Edge computing is a form of cloud computing, but unlike traditional cloud computing architectures that centralize compute and storage in a single data center, edge computing pushes the compute -- or data processing power -- out to the edge devices to handle. Thus, only the results of the data processing need to be transported over networks. In certain situations, this provides precise results and consumes far less network bandwidth.
The internet of things is the most common use case for edge computing. IoT is all about the collection of data from geographically dispersed areas using edge sensors. Those sensors are connected using a data network that often leverages WAN technologies such as MPLS, cellular, and VPNs. In traditional IoT architectures, all collected sensor data is transported to a central repository where it is combined, and the data is processed collectively. This works well only if data needs to be collected and analyzed cumulatively. But what if it's not necessary to combine data to get the desired results? What if each IoT sensor simply needs to process the data it collects and send results when certain requirements are met?

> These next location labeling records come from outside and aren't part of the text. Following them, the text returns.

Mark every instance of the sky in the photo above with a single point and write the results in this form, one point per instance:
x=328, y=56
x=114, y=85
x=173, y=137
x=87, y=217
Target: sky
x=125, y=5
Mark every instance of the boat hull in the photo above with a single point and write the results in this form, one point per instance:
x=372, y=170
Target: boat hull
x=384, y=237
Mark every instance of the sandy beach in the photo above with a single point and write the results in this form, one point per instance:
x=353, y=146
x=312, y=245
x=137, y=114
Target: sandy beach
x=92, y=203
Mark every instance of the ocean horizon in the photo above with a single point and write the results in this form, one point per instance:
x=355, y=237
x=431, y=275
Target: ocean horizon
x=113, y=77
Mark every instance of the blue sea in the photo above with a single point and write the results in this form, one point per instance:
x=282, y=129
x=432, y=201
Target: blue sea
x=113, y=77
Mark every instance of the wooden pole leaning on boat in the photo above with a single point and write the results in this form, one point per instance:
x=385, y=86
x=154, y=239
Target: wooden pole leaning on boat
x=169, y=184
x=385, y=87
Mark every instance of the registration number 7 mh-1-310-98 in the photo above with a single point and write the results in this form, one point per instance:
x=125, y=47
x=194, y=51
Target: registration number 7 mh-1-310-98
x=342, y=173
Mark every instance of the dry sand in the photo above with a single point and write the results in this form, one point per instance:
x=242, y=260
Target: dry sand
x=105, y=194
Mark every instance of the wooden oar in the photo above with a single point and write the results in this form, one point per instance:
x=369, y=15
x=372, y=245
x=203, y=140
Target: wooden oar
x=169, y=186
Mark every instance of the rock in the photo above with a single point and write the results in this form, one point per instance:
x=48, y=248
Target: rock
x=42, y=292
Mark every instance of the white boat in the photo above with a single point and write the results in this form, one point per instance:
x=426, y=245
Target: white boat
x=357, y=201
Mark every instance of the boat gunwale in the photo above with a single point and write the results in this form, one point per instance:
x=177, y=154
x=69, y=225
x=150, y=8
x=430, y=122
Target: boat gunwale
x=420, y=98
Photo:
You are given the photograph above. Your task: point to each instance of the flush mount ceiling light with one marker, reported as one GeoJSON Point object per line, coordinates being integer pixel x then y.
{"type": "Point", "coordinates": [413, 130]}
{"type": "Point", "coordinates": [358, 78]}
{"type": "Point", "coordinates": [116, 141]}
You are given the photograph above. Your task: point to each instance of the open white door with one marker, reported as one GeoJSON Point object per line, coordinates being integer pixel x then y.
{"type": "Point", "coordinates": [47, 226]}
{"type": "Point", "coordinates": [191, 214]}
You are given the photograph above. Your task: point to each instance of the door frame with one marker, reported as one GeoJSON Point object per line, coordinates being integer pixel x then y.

This is where we start to see the benefits of edge computing. If there's no true need to collect all data in a centralized cloud repository, it doesn't make sense to waste expensive bandwidth on transporting it. In fact, a completely valid IoT design may be one where the sensors only connect to the cloud when they have something important to report. This design provides the opportunity to reduce IoT networking costs by leveraging technologies such as cellular-based technologies that use a lower-cost, pay-per-kilobit billing method as opposed to more expensive always-on connectivity.